JavaScript engine internals part 2: tagged pointers

In my last post I explored NaN-boxing in JavaScript engines, showing how Firefox and Webkit manage to squish multiple types, including pointers and floating point, into a single 64-bit word.

In my WebAssembly-based JavaScript-like engine experiment I initially implemented NaN boxing similarly to how Firefox/SpiderMonkey do it. It works nicely, but has some downsides:

  • Extra operations needed to unmask a pointer when dealing with lots of objects
  • In-memory values which are pointers have to be manually masked when peeking in the debugger. Kind of a pain.
  • There’s no equivalent aliasing system available in the proposal for native garbage-collected types for WebAssembly.

Inspired by the GC proposal, I’ve tried switching from the 64-bit NaN boxing to native pointer-size (32-bit for Wasm32) words with a minimal tagging system to store integers, which is equivalent to what is available there.

Tagged pointers

So what’s a pointer anyway? It’s a number that points (ha!) to a location in memory where you store stuff. This has a very important consequence:

Because stuff has to be laid out in memory in a way it can be efficiently accessed, structs and classes containing pointers are themselves always located on a pointer-size-aligned boundary. That is, if pointers are 32 bits wide (4 bytes), the structs have to be at a memory location that’s evenly divisible by 4, or it won’t be efficiently accessible.

This means that every pointer to every garbage-collected object is a number divisible by 4… which means its bottom 2 bits are always 0 in binary representation.

Thus, if your value has the bottom bit set, it’s definitely not a pointer to an object. Knowing that, we can divide the 32-bit number space into 32-bit object pointers on the one hand, and on the other hand either 1 tag bit with a 31-bit payload, or 2 tag bits with a 30-bit payload.

The Wasm GC proposal includes an “int31ref” type which can be stored in an “anyref” slot alongside other GC’d reference types, which is meant to use such a scheme.

Implementing tags

In the Val wrapper class in my engine, I’ve adopted this system now and it’s got some trade-offs, but I kinda like it.

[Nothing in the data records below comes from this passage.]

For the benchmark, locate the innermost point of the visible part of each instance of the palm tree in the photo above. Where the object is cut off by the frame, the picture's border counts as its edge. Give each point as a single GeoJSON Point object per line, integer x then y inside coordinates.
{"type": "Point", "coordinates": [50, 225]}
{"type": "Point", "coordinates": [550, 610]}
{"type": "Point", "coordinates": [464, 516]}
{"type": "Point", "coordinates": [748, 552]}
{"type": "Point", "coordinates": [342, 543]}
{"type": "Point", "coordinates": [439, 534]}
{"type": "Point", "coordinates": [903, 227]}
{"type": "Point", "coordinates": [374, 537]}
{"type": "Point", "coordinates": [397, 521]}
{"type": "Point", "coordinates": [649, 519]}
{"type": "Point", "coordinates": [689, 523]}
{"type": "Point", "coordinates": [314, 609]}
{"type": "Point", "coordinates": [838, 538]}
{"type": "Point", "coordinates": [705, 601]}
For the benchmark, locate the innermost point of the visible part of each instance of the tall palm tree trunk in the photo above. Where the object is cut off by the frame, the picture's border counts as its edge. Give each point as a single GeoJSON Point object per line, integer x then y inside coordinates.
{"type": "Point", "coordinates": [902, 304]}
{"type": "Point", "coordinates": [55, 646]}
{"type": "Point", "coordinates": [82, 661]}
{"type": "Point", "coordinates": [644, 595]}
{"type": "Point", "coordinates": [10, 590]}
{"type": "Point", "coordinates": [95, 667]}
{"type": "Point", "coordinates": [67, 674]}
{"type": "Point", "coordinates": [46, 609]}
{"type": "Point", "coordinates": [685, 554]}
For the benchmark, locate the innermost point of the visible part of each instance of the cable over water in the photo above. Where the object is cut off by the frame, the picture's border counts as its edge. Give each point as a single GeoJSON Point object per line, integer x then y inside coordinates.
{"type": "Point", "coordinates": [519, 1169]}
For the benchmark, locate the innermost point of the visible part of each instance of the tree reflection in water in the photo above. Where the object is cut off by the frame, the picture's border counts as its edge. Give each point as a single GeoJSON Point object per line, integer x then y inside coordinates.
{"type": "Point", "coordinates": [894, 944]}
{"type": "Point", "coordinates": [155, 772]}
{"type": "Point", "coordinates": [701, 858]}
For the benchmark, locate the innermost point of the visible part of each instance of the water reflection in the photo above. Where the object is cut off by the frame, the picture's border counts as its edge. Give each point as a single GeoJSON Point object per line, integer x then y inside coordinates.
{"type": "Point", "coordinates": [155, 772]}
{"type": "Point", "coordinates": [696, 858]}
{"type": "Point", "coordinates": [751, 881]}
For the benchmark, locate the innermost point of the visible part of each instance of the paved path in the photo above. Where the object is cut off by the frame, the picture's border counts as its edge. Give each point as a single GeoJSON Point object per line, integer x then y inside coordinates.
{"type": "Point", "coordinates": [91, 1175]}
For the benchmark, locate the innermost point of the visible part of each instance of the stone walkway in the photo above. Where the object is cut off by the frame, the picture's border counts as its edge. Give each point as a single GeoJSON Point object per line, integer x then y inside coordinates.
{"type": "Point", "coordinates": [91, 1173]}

The tag check is now a single bit-mask against 1 rather than a giant constant like 0xffff000000000000, which feels cleaner. Integers can be promoted back to 32 bits by right-shifting one bit, while pointers can be consumed as-is once the test is confirmed (or if you know for sure they’re safe).

The biggest downside is that there’s simply not room in 31 bits for very large integers (abs value > 1 billion-ish) or for floating point numbers (64 bits, ay ay!) so they must be boxed on the heap.

Boxing

“Boxing” is the fun task of taking a nice atomic value type, and wrapping it in a giant heap-allocated object. Horribly inefficient if you use lot of them!

But, it can be automatically done in the accessors, and seems to work so far.

I would prefer to avoid using boxing for floats, but there’s just no room in the int space for them unless I do something crazy like using two tag bits and then storing a 24-bit or 16-bit float when a value can be represented that way… yikes! And you’d still have to box values that are out of range or would lose precision.

For the other JS types — undefined, null, boolean, etc — I’m using boxed types as well, but using a single well-known instance value. So all “undefined” values refer to the same Box<Undefined>* and all “booleans” refer to one of two Box<bool>*s, one for true and one for false. This avoids runtime allocation for those special types, while allowing them to be treated as objects for dynamic dispatch or making the type checks cheap pointer equality comparisons for static dispatch.